Training Plateau: How Would AI Explain It?
A quick log from recent pull-up and push-up training
Event: I’ve hit a clear plateau on pull-ups, and I’m curious about the underlying mechanism
Keywords: training, body mechanics, pull-ups, push-ups
I’m not an athlete. I’m 36. I’m writing this down because I want the next six months to be guided by a more scientific understanding (and practice), rather than brute forcing.
Recently, I’ve been stuck at 6 pull-ups. This number has held for a long time. What’s most striking isn’t just fatigue at rep 6. Sometimes I’m standing under the bar, I grab it, and in that instant I feel a strong pull of retreat—like there’s no power to initiate the first rep. It feels like my body isn’t ready.
When I reach my “limit,” the experience looks like this: my arms start to hurt; my shoulders and chest can’t support another rep. My body pushes back hard, as if it’s telling my brain, “No. Absolutely not.” And yet subjectively I still feel like I have more in the tank—like my potential is higher than this.
I also notice a similar pattern with push-ups. I usually count while doing them: a set is often 30 reps. After a 5-minute rest, I can often do another 30. But 30 still feels like my ceiling. The set tends to go like this: the first few reps feel challenging and less stable on the way down; after the first ~5 reps, it becomes smoother up to the 20s; then it turns difficult, and I grind my way to 30.
What’s interesting is that I can almost always reach 30, but going beyond it feels like a sudden drop in willpower. Is that truly muscular failure? Not really. If I stop for even 20 seconds, I can often continue. What is happening here? My guess is that it’s a tug-of-war between prefrontal control, threat detection, central fatigue, and body feedback.
AI helped me
I shared the details above with AI and iterated through many rounds of discussion. It helped me understand the neuroscience behind this experience. The mechanism-level explanation is complex, so I kept it as a separate article: What’s happening in your body when training stalls.
More importantly, it gave me a “rational anchor”: this plateau shouldn’t be attacked with pure grit.

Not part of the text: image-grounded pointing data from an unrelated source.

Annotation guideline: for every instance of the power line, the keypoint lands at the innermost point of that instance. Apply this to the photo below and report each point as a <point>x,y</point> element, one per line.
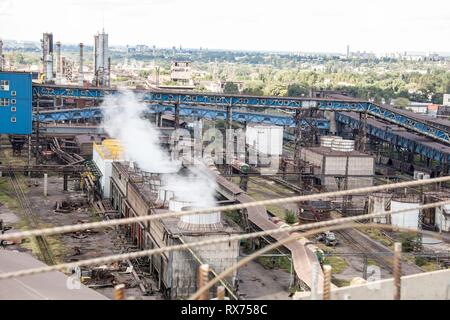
<point>117,222</point>
<point>143,253</point>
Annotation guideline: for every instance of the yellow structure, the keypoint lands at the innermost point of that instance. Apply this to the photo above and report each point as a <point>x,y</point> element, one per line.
<point>110,149</point>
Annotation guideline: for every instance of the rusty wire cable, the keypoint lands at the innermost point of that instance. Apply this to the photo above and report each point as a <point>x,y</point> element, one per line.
<point>117,222</point>
<point>132,255</point>
<point>294,237</point>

It’s a systems problem, so I’m going to treat it as a small experiment.
My current understanding
For now, I’m treating my “limit” as risk management, not just muscle failure:
Performance ≈ capacity × movement economy × nervous-system permission
The most likely pattern for me:
- the start signal gets “gated” before the first rep (that instant hesitation on the bar);
- a weak link fails early (forearms/grip, elbow tolerance, scapular control), so pain arrives sooner;
- once form degrades, perceived effort and injury risk jump, and “permission” clamps down earlier;
- the 20-second push-up pause feels like it reduces acute cost (breathing strain, burning, perceived effort), and the system temporarily permits more output.
The full mechanism-focused explanation lives here: What’s happening in your body when training stalls
My 4-week experiment
Reset
I’m turning training from an “exam” into “practice.” In concrete terms:
- No max tests for 4 weeks.
- Leave RIR 2–3 on main work (stop when I could still do 2–3 clean reps).
- Prioritize consistency and control.
A small warm-up (to fix the “no power at first touch” feeling)
- Easy dead hang: 30–60 seconds (find scapular depression)
- Scapular pull-ups: 2 sets × 6–10
- Very easy pull-ups: 1–2 sets × 2–3 (just to make the first rep feel “available”)
3 sessions per week
- Day A: quality volume
Pull-ups: 5–8 sets × 2–4 reps (RIR 2–3, plenty of rest) - Day B: weak-link tolerance
Slow eccentrics: 3–5 sets × 2–4 reps (3–6 seconds down)
Assisted pull-ups: 2–4 sets × 6–10 reps (stable path) - Day C: density / endurance
EMOM 10 minutes: 2–3 reps per minute (only if quality stays consistent)
Push-ups (same logic)
- Don’t treat 30 as an “exam score.” Use multiple submax sets: for example 6–10 sets × 12–18 reps.
- End each set with 1–2 reps in reserve so my body learns “controlled endings.”
Progress signals
- The first rep feels smoother; less “fight” just to start.
- More sets of 4 clean pull-ups with consistent technique.
- Discomfort is more manageable (later onset, lower intensity, faster recovery).
Safety boundary
If I get sharp pain, pain that wakes me at night, pain that affects daily life, or pain that keeps worsening, I’ll reduce load and volume immediately and prioritize recovery.